Lá pelas dez da noite, vestíamos os casacos grossos, ou mesmo uma manta, e seguíamos pelo caminho das Compridas até casa do Alanca. Aí chegados, batíamos à porta da cozinha, que se abria generosamente, para entramos e nos aquecermos. Num quarto de hora bebíamos vinho do Porto, comíamos uma orelha de abade e até se jogava uma sueca ou uma partida de bisca lambida. Terminado esse tempo, antedávamo-nos Boas Festas e subíamos à casa do sr. Afonso, onde o ritual de repetia. Aqui demorávamo-nos um pouco mais, pois em casa havia três rapazolas também da nossa idade, o que nos fazia sentir mais entre iguais. Se alguém oferecia, até aguardente se bebia, para “aquecer a alma”, como dizíamos.
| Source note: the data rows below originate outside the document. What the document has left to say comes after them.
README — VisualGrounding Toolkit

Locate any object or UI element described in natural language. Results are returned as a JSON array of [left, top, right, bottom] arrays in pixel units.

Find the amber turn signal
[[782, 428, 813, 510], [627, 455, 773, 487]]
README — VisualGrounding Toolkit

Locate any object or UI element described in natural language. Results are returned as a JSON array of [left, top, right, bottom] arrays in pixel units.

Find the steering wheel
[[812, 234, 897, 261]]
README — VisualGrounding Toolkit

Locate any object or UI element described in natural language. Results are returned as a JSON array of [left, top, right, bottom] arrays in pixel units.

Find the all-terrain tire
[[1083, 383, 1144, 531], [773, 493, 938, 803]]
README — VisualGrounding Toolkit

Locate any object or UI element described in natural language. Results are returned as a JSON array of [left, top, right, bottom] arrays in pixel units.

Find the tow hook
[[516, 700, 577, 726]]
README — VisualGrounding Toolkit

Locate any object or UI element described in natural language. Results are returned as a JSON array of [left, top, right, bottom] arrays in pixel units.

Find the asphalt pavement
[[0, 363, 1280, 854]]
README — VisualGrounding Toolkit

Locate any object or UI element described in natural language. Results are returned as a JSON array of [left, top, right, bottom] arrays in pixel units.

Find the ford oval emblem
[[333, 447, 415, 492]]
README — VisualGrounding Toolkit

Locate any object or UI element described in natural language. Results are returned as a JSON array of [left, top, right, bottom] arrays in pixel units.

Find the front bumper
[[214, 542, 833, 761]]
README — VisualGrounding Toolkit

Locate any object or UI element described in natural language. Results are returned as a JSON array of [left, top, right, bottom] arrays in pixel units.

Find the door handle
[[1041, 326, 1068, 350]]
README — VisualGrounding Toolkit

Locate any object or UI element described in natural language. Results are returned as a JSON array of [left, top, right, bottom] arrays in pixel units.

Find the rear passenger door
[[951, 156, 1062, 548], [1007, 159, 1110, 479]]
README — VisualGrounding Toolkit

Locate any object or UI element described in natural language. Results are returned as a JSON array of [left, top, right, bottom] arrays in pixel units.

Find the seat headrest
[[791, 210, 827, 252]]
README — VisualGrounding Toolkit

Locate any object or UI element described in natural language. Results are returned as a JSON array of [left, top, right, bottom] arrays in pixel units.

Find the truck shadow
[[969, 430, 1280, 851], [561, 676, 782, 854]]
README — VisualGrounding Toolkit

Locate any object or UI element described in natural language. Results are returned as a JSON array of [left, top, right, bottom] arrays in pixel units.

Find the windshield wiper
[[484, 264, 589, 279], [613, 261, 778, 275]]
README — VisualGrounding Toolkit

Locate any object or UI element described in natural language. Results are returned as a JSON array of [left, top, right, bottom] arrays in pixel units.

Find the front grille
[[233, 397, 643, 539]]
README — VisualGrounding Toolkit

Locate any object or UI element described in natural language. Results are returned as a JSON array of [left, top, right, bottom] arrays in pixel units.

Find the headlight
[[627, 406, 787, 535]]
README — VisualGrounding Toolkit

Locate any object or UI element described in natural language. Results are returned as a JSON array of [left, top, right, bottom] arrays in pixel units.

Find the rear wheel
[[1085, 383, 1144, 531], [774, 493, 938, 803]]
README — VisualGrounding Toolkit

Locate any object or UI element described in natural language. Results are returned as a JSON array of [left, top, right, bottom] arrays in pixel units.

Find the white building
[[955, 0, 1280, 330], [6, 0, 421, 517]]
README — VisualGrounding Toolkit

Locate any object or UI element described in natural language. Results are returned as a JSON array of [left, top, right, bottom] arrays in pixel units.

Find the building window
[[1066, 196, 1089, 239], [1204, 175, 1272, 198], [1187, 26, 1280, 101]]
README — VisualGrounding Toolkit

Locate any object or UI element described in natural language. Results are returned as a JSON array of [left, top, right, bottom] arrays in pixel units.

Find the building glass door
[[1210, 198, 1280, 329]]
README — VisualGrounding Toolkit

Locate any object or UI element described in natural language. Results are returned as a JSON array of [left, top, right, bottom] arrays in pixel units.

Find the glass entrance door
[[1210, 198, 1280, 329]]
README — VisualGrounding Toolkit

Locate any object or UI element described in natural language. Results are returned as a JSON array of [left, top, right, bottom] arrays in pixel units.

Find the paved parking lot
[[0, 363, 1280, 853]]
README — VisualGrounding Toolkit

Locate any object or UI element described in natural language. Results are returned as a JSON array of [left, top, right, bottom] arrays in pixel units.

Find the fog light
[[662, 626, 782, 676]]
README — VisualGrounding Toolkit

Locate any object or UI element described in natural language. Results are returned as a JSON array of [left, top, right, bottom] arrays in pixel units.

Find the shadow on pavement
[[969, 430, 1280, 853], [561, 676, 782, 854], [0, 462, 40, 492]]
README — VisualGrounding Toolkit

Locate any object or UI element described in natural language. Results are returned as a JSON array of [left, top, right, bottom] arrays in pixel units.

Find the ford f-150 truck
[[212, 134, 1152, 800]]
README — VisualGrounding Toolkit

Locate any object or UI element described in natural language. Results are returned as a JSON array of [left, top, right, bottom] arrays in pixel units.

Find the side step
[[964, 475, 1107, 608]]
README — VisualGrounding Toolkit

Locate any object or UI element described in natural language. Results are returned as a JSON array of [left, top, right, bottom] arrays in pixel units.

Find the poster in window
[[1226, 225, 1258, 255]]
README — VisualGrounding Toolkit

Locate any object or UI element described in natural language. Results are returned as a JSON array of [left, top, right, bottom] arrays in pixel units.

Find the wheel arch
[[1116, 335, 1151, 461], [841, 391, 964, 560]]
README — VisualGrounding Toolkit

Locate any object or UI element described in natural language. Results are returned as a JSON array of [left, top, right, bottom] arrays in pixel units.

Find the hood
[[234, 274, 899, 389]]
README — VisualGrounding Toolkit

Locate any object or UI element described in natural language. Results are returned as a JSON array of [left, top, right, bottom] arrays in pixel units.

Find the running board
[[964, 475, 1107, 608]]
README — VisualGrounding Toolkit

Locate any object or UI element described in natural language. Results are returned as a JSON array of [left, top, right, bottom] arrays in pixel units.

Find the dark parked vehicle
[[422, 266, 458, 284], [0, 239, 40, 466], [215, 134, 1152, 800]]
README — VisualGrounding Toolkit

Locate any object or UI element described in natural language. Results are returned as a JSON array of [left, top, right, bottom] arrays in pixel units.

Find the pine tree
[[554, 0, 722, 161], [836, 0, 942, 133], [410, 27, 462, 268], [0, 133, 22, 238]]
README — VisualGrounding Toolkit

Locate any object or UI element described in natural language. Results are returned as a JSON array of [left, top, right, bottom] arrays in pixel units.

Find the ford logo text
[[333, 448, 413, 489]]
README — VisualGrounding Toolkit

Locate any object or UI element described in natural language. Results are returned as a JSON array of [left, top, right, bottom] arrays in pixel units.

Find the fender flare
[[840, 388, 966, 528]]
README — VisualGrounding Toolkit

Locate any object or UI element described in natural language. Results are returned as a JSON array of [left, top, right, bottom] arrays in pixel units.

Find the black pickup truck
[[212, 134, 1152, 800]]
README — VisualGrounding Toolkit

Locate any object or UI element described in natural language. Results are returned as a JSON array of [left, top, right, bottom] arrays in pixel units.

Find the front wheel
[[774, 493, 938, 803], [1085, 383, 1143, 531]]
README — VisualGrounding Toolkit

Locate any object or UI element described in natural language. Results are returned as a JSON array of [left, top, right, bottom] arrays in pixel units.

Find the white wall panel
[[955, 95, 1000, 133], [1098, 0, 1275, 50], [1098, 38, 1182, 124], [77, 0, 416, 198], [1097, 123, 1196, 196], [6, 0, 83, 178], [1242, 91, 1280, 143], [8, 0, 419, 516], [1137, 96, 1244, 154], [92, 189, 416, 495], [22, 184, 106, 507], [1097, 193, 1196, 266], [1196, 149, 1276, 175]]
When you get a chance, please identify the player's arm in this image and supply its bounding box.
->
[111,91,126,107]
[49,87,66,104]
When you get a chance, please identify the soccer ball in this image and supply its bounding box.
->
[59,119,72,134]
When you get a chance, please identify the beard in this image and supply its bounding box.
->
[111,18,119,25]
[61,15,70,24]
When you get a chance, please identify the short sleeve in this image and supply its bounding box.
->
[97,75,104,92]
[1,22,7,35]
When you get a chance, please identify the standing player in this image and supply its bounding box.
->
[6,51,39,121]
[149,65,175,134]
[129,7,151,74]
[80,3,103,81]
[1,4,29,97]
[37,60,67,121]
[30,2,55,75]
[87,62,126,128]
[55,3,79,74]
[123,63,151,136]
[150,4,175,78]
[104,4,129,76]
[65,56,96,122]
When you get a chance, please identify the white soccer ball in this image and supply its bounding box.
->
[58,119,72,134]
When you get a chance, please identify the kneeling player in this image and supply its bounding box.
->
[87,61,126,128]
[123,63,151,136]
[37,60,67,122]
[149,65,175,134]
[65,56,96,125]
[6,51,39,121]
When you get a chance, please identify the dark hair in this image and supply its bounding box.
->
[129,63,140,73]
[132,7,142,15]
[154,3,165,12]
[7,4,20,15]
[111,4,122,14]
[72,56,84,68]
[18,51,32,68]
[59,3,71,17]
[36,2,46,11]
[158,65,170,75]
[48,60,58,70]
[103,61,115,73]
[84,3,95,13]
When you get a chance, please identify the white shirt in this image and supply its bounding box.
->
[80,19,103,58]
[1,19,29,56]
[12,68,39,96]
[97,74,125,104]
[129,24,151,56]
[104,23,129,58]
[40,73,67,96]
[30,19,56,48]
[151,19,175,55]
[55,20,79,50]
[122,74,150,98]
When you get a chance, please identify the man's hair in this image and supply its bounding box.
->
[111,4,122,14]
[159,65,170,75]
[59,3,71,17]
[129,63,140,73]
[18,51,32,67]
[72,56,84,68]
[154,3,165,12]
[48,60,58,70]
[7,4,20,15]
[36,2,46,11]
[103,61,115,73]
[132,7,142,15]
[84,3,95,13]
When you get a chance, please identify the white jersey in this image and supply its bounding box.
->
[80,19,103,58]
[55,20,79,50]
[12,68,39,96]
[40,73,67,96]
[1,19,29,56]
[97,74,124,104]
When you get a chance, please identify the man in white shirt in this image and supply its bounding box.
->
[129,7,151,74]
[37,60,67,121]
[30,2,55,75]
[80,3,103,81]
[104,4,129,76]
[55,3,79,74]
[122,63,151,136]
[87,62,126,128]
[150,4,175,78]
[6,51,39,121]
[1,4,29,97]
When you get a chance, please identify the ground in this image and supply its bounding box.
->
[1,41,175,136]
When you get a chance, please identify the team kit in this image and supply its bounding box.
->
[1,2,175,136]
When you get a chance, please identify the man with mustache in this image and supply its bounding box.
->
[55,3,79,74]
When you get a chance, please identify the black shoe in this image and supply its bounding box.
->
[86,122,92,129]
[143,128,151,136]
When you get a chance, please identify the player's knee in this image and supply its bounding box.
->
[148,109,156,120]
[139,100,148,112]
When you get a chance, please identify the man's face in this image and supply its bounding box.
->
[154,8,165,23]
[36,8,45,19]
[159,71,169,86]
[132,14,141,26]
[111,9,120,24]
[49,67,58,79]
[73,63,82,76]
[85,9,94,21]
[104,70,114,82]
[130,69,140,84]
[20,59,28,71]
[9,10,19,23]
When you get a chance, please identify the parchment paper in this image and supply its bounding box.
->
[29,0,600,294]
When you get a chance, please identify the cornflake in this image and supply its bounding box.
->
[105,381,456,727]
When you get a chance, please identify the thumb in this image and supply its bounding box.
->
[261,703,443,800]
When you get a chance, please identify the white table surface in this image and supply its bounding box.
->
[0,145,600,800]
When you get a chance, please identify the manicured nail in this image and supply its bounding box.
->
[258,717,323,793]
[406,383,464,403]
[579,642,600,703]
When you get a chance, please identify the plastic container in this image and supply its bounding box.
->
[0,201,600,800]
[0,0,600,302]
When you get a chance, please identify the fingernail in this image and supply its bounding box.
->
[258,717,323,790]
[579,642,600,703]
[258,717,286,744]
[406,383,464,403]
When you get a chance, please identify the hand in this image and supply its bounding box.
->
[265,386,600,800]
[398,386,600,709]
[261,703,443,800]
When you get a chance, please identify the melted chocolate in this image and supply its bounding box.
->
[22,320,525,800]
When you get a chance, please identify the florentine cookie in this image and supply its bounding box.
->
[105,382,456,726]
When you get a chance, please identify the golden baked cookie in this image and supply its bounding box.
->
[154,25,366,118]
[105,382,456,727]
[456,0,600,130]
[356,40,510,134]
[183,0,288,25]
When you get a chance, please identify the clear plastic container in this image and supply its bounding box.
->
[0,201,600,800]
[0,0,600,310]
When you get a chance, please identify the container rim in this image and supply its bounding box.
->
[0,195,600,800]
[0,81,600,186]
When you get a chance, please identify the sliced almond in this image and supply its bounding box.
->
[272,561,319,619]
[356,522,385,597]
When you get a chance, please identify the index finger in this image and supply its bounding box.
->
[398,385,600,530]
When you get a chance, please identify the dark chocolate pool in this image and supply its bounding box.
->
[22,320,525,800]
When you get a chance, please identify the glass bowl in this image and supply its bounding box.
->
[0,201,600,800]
Da Aboadela passávamos à casa do sr. Joaquim, conhecido com o Coditas, e havia sempre mais uma cartada e vinho quente com canela, coisa incomum na região, mas que naquela casa fazia parte das ementas de Natal. O Pataco não abdicava de jogar uma ou duas partidas com o seu compadre e só muito perto da meia-noite é que seguíamos para a casa do Costa, no Serrado, onde ficávamos bastante tempo na conversa e na jogatina, até o sono nos mandar recolher a casa. Em casa do Costa havia uma peculiaridade: o Zé do Serrado, seu pai, era já muito idoso, mas ainda muito ativo. Conversava bem e era conhecido por trazer sempre nos bolsos do colete pelicas de bacalhau secas, para peguilhar os copitos de que tanto gostava. Contudo, na noite de Natal, depois da ceia, o sr. Zé só bebia aguardente, mas era aguardente fina, ou seja, uma aguardente com um teor alcoólico duas vezes superior ao bagaço normal. Uma noite, caí no erro de beber, sem aviso, daquele elixir e ainda hoje sinto as chamas a saírem dos olhos em fogo, tal foi a lavagem interna que me provocou.
De madrugada chegávamos a casa com a certeza de que, na manhã seguinte, teríamos, cada um, o nosso sapato cheio de confeitos, para jogar ao “par ou pernão” durante o dia de Natal.
Não há nenhum berço dourado do conforto presente que valha por aquelas memórias que vão ficando mais doces, pois destilam com o tempo.
Com tanto ritual, tantas memórias e carinho dos tempos vividos, a que melhor colo poderei encostar-me?